REI-Bench: Can Embodied Agents Understand Vague Human Instructions in Task Planning?

This paper introduces REI-Bench, the first benchmark for evaluating robot task planning under vague referring expressions, revealing that such vagueness significantly degrades performance and demonstrating that a task-oriented context cognition approach effectively mitigates this issue to improve accessibility for non-expert users.

Chenxi Jiang, Chuhao Zhou, Jianfei Yang

Published Thu, 12 Ma
📖 4 min read☕ Coffee break read

Here is an explanation of the paper REI-Bench, translated into simple, everyday language with some creative analogies.

The Big Problem: The Robot's "Mind Reading" Struggle

Imagine you have a super-smart robot butler. You tell it, "Please move the heavy stuff outside."

If you are standing in a kitchen where the only heavy thing is a giant pot, a human understands instantly: "Oh, they mean the pot." But for a robot, "heavy stuff" is a nightmare. Is it the pot? The bag of flour? The cast-iron pan?

The paper argues that while robots are getting great at following clear instructions (like "Move the pot"), they are terrible at following vague instructions (like "Move it" or "Move the heavy stuff"). This is a huge problem because real humans—especially the elderly, children, or people in a hurry—don't speak like robots. They use shortcuts, pronouns, and descriptions that rely on context.

The Solution: A New "Gym" for Robots (REI-Bench)

To fix this, the researchers built a new training ground called REI-Bench. Think of this as a "gym" for robot brains, but instead of lifting weights, the robots have to solve puzzles involving vague language.

They created a dataset of 2,700 scenarios based on real-life conversations. They tested the robots in three different "difficulty modes":

  1. The "Clear" Mode: The human says, "Move the pot." (Easy peasy).
  2. The "Mixed" Mode: The human says, "Move the pot," but then later says, "Now move it." (The robot has to remember what "it" refers to).
  3. The "Vague & Distracting" Mode: The human says, "Move the heavy thing," while the conversation is full of noise, like mentioning a person named "Apple" (who isn't a fruit) or talking about a "heavy" book that isn't the target.

The Result: When the instructions got vague, the robots' success rate crashed. Some failed 37% more often than when the instructions were clear. They started grabbing the wrong items, like picking up a plate instead of the pot because they couldn't figure out what "the heated one" meant.

Why Do Robots Fail? (The "Distraction" Analogy)

The researchers discovered that the robots aren't "dumb"; they just get distracted.

Imagine a student taking a math test.

  • Clear Instruction: "Solve for X." The student focuses on the math.
  • Vague Instruction: "Solve for the thing that makes the answer happy."

The robot's brain (the Large Language Model) tries to do two things at once:

  1. Understand the language (Figure out what "it" means).
  2. Plan the actions (Pick up, move, put down).

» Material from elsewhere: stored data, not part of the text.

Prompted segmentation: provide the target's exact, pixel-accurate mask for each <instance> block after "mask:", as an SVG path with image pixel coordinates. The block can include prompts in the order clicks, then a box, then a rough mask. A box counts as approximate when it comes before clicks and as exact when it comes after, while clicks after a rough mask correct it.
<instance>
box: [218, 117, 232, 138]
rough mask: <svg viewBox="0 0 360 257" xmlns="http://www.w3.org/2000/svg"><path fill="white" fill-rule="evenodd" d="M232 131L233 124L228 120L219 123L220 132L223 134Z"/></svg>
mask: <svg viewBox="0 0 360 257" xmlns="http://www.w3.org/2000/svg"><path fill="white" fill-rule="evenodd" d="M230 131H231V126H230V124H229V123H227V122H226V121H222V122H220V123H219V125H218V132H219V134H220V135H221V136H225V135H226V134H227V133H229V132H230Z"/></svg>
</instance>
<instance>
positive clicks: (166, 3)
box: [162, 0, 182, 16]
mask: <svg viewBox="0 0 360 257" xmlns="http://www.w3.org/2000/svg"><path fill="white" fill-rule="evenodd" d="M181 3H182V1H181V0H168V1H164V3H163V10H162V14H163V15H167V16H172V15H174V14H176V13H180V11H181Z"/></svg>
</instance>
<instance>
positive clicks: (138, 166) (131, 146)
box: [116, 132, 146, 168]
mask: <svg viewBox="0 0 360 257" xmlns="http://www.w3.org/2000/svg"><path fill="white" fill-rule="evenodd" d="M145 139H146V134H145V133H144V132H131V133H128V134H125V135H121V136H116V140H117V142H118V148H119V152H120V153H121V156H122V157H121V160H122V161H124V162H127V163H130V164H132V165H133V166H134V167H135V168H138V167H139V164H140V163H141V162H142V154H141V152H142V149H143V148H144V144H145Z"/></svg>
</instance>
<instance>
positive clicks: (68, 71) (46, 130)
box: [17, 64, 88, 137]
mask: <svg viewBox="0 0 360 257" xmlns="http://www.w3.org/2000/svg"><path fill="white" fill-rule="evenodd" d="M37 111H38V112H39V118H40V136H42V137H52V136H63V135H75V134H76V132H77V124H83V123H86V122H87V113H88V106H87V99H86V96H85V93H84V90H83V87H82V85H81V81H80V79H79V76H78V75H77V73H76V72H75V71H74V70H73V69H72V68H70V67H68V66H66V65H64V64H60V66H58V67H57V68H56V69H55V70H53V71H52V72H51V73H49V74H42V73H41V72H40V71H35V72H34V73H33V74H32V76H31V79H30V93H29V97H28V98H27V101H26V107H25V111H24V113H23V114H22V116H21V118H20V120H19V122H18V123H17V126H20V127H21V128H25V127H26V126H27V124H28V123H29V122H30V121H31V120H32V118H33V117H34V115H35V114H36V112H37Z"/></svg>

When the language is vague, the robot gets so stuck trying to figure out the meaning that it forgets how to plan the actions. It's like a driver trying to read a map while driving; they get confused and crash. The robot spends all its "brain power" guessing the word and runs out of power to actually move the object.

The Fix: "The Translator" (TOCC)

The paper proposes a clever, simple fix called TOCC (Task-Oriented Context Cognition).

Instead of asking the robot to "Guess the meaning AND plan the move" at the same time, TOCC splits the job into two steps, like a Translator and a Manager.

  1. Step 1: The Translator (Cognition): The robot first acts as a translator. It looks at the vague instruction ("Move the heavy stuff") and the conversation history, then rewrites it into a crystal-clear command: "Move the pot."
  2. Step 2: The Manager (Planning): Now, the robot takes this clear command and simply plans the moves. No guessing, no confusion.

The Analogy:
Think of it like a chef and a sous-chef.

  • Without TOCC: The chef tries to read a scribbled note from a customer ("Make the spicy red thing") while simultaneously chopping vegetables. They chop the wrong thing.
  • With TOCC: The sous-chef (Translator) reads the note, asks the customer for clarification, and writes a clear ticket: "Make the Spicy Red Chili." The chef (Planner) then just follows the clear ticket perfectly.

The Takeaway

This paper teaches us that to make robots useful for real people (like grandma or a toddler), we can't just give them smarter brains. We have to teach them to translate human vagueness into clear instructions before they try to act.

By adding this "Translator" step, the researchers made the robots significantly better at understanding us, proving that sometimes, the best way to help a robot is to help it understand what we really mean.